Description of Securities Registered Under Section 12 of the Securities Exchange Act of 1924

EX-4.3 4 exh4-3.htm DESCRIPTION OF SECURITIES REGISTERED UNDER SECTION 12 OF THE SECURITIES EXCHANGE ACT OF 1924
EXHIBIT 4.2


DESCRIPTION OF SECURITIES REGISTERED UNDER SECTION 12 OF THE SECURITIES EXCHANGE ACT OF 1934
 
The following statements relating to the capital stock of Cadiz Inc. (“our”, “we” or the “Company”) do not purport to be complete, and are subject to, and are qualified in their entirety by reference to, the provisions of the Certificate of Incorporation, as amended, or the "Certificate," and By-Laws, as amended, or the "By-Laws," each of which are incorporated by reference as an exhibit to our Annual Report on Form 10-K.

General

The Company is authorized to issue (i)  70,000,000 shares of common stock, par value $0.01 per share and (ii) 100,000 shares of preferred stock, par value $0.01 per share.

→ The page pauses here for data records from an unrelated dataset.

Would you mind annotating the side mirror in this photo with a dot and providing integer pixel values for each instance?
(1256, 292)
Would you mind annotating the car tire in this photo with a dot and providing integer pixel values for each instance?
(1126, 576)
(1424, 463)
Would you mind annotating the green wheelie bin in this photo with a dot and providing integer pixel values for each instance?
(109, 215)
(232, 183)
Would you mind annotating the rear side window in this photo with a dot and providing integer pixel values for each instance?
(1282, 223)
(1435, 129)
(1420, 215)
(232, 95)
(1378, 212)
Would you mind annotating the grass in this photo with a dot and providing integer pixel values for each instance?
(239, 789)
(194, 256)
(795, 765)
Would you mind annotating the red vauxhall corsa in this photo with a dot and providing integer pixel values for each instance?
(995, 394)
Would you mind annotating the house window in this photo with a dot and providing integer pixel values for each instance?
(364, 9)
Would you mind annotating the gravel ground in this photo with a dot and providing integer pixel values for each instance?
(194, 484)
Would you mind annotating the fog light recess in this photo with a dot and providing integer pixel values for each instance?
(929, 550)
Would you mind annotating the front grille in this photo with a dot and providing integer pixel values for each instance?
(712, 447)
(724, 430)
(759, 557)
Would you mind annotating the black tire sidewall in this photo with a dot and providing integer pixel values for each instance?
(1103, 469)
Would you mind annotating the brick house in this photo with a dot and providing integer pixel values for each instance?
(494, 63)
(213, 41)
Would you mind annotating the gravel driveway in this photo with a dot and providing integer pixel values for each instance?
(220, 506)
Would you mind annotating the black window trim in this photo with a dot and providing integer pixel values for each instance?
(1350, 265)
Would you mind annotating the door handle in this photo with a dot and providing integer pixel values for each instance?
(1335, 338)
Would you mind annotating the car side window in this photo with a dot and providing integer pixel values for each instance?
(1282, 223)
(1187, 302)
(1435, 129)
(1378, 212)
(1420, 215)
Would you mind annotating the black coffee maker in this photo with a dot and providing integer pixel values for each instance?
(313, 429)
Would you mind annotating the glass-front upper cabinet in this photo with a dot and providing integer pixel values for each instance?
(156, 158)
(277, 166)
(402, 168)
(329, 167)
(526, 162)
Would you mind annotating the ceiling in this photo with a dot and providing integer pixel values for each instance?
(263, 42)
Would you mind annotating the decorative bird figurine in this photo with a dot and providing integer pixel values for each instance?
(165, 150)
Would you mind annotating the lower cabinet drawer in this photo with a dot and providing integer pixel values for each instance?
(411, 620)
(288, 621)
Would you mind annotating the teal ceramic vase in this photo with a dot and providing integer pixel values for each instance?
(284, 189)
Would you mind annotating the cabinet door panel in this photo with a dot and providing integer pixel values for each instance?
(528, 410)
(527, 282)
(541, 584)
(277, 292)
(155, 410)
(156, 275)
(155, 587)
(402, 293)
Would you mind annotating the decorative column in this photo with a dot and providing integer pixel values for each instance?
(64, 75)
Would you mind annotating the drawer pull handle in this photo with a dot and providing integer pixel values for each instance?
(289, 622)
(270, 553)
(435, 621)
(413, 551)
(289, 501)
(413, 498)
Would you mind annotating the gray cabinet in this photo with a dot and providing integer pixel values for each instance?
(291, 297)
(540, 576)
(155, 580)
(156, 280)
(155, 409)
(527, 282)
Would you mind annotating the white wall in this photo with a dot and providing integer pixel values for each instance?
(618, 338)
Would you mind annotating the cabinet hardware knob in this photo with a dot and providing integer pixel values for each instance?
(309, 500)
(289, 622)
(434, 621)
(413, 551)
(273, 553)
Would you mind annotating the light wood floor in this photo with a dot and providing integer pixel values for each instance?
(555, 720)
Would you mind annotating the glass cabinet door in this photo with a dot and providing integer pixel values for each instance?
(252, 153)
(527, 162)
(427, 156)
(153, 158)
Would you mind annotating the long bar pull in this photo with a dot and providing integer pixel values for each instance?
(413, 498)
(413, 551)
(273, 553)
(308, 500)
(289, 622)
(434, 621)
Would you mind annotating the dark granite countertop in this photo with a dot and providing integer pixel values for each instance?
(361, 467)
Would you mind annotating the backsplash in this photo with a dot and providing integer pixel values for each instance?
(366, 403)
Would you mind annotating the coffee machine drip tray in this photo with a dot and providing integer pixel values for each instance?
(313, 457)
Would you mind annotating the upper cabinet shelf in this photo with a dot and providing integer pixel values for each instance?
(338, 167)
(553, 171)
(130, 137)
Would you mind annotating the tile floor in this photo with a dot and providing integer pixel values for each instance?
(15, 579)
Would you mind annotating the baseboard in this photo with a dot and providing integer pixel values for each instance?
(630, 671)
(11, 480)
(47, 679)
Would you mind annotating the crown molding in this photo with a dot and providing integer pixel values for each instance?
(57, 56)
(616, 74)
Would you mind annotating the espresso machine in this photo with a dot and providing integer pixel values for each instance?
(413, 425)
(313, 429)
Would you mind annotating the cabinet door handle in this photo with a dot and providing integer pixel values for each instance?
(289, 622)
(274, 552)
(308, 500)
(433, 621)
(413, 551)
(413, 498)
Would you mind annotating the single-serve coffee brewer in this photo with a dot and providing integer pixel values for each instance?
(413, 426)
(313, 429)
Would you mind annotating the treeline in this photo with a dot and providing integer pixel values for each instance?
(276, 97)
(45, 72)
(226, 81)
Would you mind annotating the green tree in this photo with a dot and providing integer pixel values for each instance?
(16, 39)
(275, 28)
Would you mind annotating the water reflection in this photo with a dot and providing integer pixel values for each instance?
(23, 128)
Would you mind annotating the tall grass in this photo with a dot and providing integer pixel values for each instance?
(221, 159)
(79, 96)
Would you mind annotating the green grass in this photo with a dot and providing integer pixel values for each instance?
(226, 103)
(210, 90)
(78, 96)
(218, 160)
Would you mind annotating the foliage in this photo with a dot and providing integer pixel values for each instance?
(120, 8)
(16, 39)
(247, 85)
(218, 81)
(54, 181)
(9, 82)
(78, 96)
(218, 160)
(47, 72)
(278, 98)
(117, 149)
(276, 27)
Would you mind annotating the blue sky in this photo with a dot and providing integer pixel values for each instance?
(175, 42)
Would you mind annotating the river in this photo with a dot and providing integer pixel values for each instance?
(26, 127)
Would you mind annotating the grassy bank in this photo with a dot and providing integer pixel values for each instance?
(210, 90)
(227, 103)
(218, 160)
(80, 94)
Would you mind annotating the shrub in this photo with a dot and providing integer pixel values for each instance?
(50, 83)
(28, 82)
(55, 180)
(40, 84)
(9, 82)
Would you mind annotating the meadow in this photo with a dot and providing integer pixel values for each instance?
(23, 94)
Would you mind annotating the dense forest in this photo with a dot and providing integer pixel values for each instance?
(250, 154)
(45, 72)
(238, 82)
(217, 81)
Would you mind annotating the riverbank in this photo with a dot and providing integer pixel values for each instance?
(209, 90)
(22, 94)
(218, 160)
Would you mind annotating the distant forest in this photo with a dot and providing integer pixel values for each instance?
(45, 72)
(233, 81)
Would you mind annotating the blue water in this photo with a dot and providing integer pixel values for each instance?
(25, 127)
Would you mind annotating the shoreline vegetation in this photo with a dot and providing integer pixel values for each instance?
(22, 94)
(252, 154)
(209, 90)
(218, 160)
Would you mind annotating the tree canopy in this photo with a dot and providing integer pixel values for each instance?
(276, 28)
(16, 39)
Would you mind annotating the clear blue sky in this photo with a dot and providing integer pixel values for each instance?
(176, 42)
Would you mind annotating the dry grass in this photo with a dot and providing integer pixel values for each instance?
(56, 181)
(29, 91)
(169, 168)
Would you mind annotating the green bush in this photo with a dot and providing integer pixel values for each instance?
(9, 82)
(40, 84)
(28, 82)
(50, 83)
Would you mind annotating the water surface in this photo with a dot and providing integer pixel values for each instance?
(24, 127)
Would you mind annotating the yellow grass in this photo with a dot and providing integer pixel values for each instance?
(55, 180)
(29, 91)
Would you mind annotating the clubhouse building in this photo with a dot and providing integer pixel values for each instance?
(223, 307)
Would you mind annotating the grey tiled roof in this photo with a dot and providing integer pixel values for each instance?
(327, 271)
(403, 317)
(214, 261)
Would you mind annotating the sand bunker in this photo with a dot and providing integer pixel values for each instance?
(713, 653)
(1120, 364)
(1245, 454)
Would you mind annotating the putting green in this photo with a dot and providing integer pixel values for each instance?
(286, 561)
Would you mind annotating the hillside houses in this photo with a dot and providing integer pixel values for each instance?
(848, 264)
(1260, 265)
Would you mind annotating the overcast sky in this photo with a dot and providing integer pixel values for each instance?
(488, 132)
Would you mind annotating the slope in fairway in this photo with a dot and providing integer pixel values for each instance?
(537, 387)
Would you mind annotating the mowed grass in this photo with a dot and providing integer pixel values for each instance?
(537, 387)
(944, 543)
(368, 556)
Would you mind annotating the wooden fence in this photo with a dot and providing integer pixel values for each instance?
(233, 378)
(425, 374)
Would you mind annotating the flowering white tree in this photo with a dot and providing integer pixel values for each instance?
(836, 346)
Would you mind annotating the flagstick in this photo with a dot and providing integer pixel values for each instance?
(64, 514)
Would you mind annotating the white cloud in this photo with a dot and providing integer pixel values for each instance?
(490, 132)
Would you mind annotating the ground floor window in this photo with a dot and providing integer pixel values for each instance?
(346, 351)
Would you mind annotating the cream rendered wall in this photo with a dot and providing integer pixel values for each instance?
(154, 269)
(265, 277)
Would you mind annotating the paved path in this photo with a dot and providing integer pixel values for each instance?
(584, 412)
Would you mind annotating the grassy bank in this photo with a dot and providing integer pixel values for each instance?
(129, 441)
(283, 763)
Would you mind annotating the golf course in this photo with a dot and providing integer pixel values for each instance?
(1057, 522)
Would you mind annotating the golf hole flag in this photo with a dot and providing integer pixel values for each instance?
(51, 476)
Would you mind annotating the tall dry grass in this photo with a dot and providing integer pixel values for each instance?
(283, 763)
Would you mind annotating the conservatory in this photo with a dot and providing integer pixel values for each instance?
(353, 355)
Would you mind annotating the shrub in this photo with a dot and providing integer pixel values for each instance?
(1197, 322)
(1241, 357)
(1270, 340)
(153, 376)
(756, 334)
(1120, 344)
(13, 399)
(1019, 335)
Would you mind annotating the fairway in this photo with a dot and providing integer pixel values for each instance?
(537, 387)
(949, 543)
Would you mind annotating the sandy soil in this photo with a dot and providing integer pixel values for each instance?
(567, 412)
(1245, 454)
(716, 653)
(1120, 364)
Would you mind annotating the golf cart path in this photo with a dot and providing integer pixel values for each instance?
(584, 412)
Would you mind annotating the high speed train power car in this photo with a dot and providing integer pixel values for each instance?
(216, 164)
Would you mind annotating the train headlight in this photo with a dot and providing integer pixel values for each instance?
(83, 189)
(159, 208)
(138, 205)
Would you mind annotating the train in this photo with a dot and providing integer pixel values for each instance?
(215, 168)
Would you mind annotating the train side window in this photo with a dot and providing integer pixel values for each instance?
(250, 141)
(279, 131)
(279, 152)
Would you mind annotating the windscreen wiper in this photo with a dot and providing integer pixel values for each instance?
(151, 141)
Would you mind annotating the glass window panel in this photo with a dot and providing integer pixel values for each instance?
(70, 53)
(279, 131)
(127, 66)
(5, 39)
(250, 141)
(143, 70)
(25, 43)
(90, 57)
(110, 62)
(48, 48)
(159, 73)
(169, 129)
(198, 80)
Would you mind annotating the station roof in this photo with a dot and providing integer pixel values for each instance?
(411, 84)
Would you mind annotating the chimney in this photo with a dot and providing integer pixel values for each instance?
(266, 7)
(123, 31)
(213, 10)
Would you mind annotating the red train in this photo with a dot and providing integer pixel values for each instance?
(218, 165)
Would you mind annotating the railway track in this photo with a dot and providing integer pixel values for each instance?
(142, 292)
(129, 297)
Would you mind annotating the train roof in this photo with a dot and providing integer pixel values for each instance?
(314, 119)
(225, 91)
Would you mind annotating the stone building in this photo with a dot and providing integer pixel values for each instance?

Our common stock is registered pursuant to Section 12(b) of the Securities Exchange Act of 1934.  Our common stock is listed on the Nasdaq Global Market under the symbol "CDZI."

Common Stock

Subject to the rights of the holders of any shares of preferred stock that may at the time be outstanding, record holders of common stock are entitled to such dividends as the Board of Directors may declare.  Holders of common stock are entitled to one vote for each share held in their name on all matters submitted to a vote of stockholders and do not have preemptive rights or cumulative voting rights.  Holders of common stock are not subject to further calls or assessments as a result of their holding shares of common stock.

If the Company is liquidated, the holders of shares of common stock are entitled to share ratably in the distribution remaining after payment of debts and expenses and of the amounts to be paid on liquidation to the holders of shares of preferred stock.

Certain Other Provisions of our Certificate and Bylaws

Neither our Certificate nor our Bylaws not permit stockholder action by written consent in lieu of a meeting of stockholders.  Further, special meetings of stockholders may be called only by the Board of Directors, the Chief Executive Officer or the President.  In addition, our Bylaws provide advance notice procedures for stockholders seeking to bring business before the annual meeting of stockholders or to nominate candidates for election as directors at the annual meeting of stockholders, and specify certain requirements regarding the form and content of a stockholder’s notice.  The foregoing could have the effect of delaying or preventing unsolicited takeovers and changes in control or changes in our management.

Anti-Takeover Effects of Delaware Law

We are subject to the "business combination" provisions of Section 203 of Delaware law.  In general, such provisions prohibit a publicly held Delaware corporation from engaging in various "business combination" transactions with any interested stockholder for a period of three years after the date of the transaction in which the person became an interested stockholder, unless:

prior to the date the interested stockholder obtained such status, the Board of Directors of the corporation approved either the business combination or the transaction that resulted in the stockholder becoming an interested stockholder;

upon consummation of the transaction which resulted in the stockholder becoming an interested stockholder, the stockholder owned at least 85% of the voting stock of the corporation outstanding at the time the transaction commenced; or

on or subsequent to such date, the business combination is approved by the Board of Directors of the corporation and authorized at an annual or special meeting of stockholders by the affirmative vote of at least 66 2/3% of the outstanding voting stock which is not owned by the interested stockholder.

A "business combination" is defined to include mergers, asset sales and other transactions resulting in financial benefit to an interested stockholder.  In general, an "interested stockholder" is a person who, together with affiliates and associates, owns (or within three years, did own) 15% or more of a corporation's voting stock.  The statute could prohibit or delay mergers or other takeover or change in control attempts with respect to the Company and, accordingly, may discourage attempts to acquire the Company even though such a transaction may offer the Company's stockholders the opportunity to sell their stock at a price above the prevailing market price.